L’Association paysanne pour la réhabilitation et la protection des Pygmées (PREPPYG Asbl) s’est dite très inquiète et a condamné avec véhémence le massacre des Pygmées perpétré par les rebelles ADF dans un campement des peuples autochtones situé au quartier de Ngadi, dans la ville de Beni, la nuit du samedi au dimanche 31 mai dernier.
Le secrétaire exécutif de PREPPYG, Buthelezi Kambale Kakevire, a déclaré avoir été profondément choqué par ce massacre de civils innocents. Selon lui, il est inconcevable de voir les peuples autochtones être tués presque au cœur de la ville de Beni.
Buthelezi Kambale Kakevire estime que les Pygmées devraient bénéficier d’une protection effective conformément à la loi promulguée en 2022 par le Président de la République démocratique du Congo.
“Nous avons été très choqués et nous le sommes encore, car il n’est pas concevable qu’un peuple aussi pacifique et inoffensif soit sauvagement massacré. Nous déplorons également qu’un tel acte puisse se produire au cœur même de la ville de Beni. Il est vraiment regrettable que des peuples qui devraient être protégés par la loi promulguée en 2022 par le Chef de l’État soient ainsi massacrés”, a-t-il regretté.
Par ailleurs, le responsable de PREPPYG a indiqué que le décès de l’artiste musicien Nzanzu Mangese traduit davantage l’extermination de la culture des premiers occupants de la RDC. Il a souligné que cet artiste, tué par les ADF, était un représentant incontournable des Pygmées au niveau national. Selon lui, la mort de Nzanzu Mangese constitue une perte immense pour la culture pygmée.
“Cet acte contribue à l’extermination que subissent actuellement les peuples pygmées. Cette disparition se confirme également par une forme d’élimination culturelle. Un peuple sans culture n’existe pas, car la culture constitue le fondement même de toute communauté. Mangese représentait un véritable espoir pour la jeunesse pygmée, non seulement à Beni, mais aussi dans l’ensemble de la République Démocratique du Congo. Je rappelle qu’en 2022, il s’était personnellement impliqué auprès de la coordination nationale des peuples autochtones pour témoigner de son soutien à la vulgarisation de la loi que venait de promulguer le Chef de l’État. Sa disparition constitue donc une perte considérable pour la culture des peuples autochtones de la RDC,” a déploré Buthelezi Kambale Kakevire.

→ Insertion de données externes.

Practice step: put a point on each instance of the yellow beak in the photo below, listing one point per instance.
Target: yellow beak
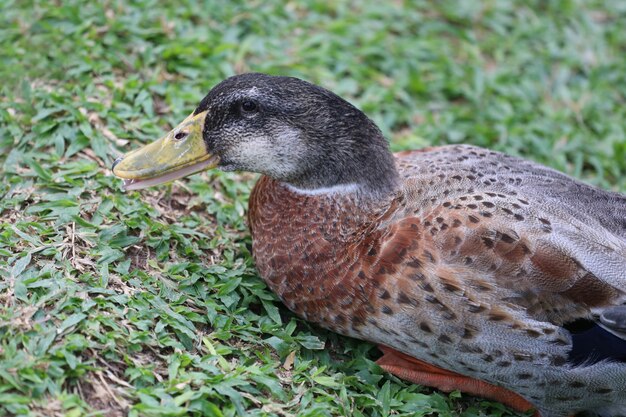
(180, 153)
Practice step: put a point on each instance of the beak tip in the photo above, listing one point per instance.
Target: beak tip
(117, 161)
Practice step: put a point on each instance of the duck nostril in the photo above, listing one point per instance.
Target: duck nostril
(180, 135)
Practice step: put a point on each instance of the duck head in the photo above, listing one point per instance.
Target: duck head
(283, 127)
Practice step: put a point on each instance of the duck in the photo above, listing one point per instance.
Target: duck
(471, 269)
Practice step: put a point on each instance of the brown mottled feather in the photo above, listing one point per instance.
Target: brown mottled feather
(473, 266)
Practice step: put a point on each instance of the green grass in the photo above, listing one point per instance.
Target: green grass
(148, 302)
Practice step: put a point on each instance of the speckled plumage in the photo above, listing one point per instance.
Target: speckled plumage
(474, 270)
(472, 266)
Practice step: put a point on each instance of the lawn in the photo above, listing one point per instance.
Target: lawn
(147, 303)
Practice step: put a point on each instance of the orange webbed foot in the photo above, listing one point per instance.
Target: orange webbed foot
(419, 372)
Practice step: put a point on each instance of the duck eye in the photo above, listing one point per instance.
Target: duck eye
(248, 106)
(180, 135)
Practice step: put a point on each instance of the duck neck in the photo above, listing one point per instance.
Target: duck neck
(362, 164)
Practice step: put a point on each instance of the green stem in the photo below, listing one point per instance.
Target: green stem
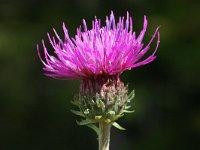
(104, 136)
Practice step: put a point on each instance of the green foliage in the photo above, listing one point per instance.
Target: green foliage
(98, 110)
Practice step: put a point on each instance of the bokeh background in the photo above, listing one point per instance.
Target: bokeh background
(35, 110)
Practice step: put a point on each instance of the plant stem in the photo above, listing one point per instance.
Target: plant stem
(104, 136)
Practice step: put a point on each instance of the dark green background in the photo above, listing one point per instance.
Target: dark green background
(35, 110)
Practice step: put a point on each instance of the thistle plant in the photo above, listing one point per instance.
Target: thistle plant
(97, 57)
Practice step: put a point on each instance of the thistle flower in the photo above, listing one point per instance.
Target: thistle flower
(107, 50)
(97, 57)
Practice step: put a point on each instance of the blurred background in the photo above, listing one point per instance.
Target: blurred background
(35, 110)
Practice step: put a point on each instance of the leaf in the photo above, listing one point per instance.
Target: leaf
(78, 113)
(94, 127)
(85, 122)
(116, 125)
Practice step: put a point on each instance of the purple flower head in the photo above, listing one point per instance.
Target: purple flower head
(103, 50)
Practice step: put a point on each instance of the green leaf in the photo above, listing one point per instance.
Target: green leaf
(116, 125)
(85, 122)
(94, 127)
(78, 113)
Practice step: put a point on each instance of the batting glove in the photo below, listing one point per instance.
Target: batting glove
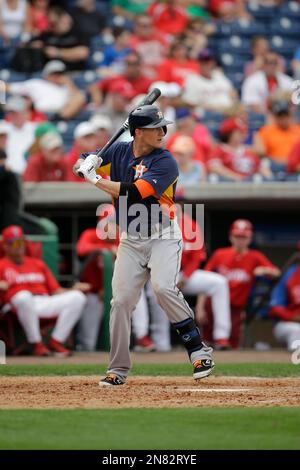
(88, 168)
(94, 160)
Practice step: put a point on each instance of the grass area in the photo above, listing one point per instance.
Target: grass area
(230, 428)
(244, 369)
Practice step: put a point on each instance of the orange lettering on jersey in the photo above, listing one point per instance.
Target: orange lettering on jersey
(140, 169)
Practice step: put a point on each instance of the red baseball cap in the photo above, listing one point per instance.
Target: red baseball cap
(241, 228)
(232, 124)
(13, 232)
(122, 88)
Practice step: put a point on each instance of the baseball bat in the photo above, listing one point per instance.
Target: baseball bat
(149, 99)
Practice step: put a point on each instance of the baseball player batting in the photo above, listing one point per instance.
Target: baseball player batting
(145, 174)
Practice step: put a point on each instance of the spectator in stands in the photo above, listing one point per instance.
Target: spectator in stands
(133, 79)
(85, 141)
(151, 44)
(210, 90)
(170, 94)
(64, 41)
(20, 134)
(285, 305)
(296, 64)
(103, 129)
(38, 16)
(259, 48)
(228, 10)
(196, 35)
(168, 16)
(88, 18)
(130, 8)
(293, 162)
(191, 172)
(116, 103)
(30, 288)
(232, 159)
(48, 164)
(90, 243)
(114, 54)
(40, 130)
(4, 130)
(54, 93)
(240, 265)
(259, 87)
(10, 194)
(178, 66)
(277, 140)
(13, 19)
(188, 125)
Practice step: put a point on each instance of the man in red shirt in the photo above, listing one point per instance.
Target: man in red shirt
(48, 164)
(293, 163)
(85, 141)
(168, 17)
(149, 43)
(133, 81)
(30, 288)
(240, 265)
(231, 158)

Monsieur Buthelezi Kambale Kakevire a également rappelé qu’au-delà de l’insécurité, les Pygmées font face à de nombreux autres défis, notamment les difficultés d’accès à la terre, le manque de services sociaux de base ainsi que la discrimination sociale. Face à cette situation, PREPPYG lance un SOS aux autorités du pays afin qu’elles fassent de la sécurisation des peuples autochtones une priorité.
“Les peuples autochtones sont victimes de nombreuses exactions. L’accès à la terre est devenu un problème majeur. Alors qu’ils sont considérés comme les premiers occupants de ces terres, ils devraient être les premiers à en jouir, contrairement à la situation actuelle. Ils n’ont pas un accès suffisant aux services sociaux de base, notamment à l’éducation, aux soins de santé, à l’eau potable, à un habitat décent ainsi qu’aux marchés. À cela s’ajoute la discrimination sociale dont ils sont régulièrement victimes. Les difficultés auxquelles ils font face sont nombreuses. Nous réitérons notre appel aux autorités compétentes afin qu’elles se penchent sérieusement sur la question de la sécurité des peuples autochtones dans leurs milieux naturels de vie, mais aussi dans leurs zones de refuge,” précise le secrétaire exécutif de la PREPPYG.
Il sied de rappeler que les rebelles ADF ont lancé une attaque contre le campement des Pygmées la nuit du samedi 30 mai, faisant un bilan de six morts parmi eux.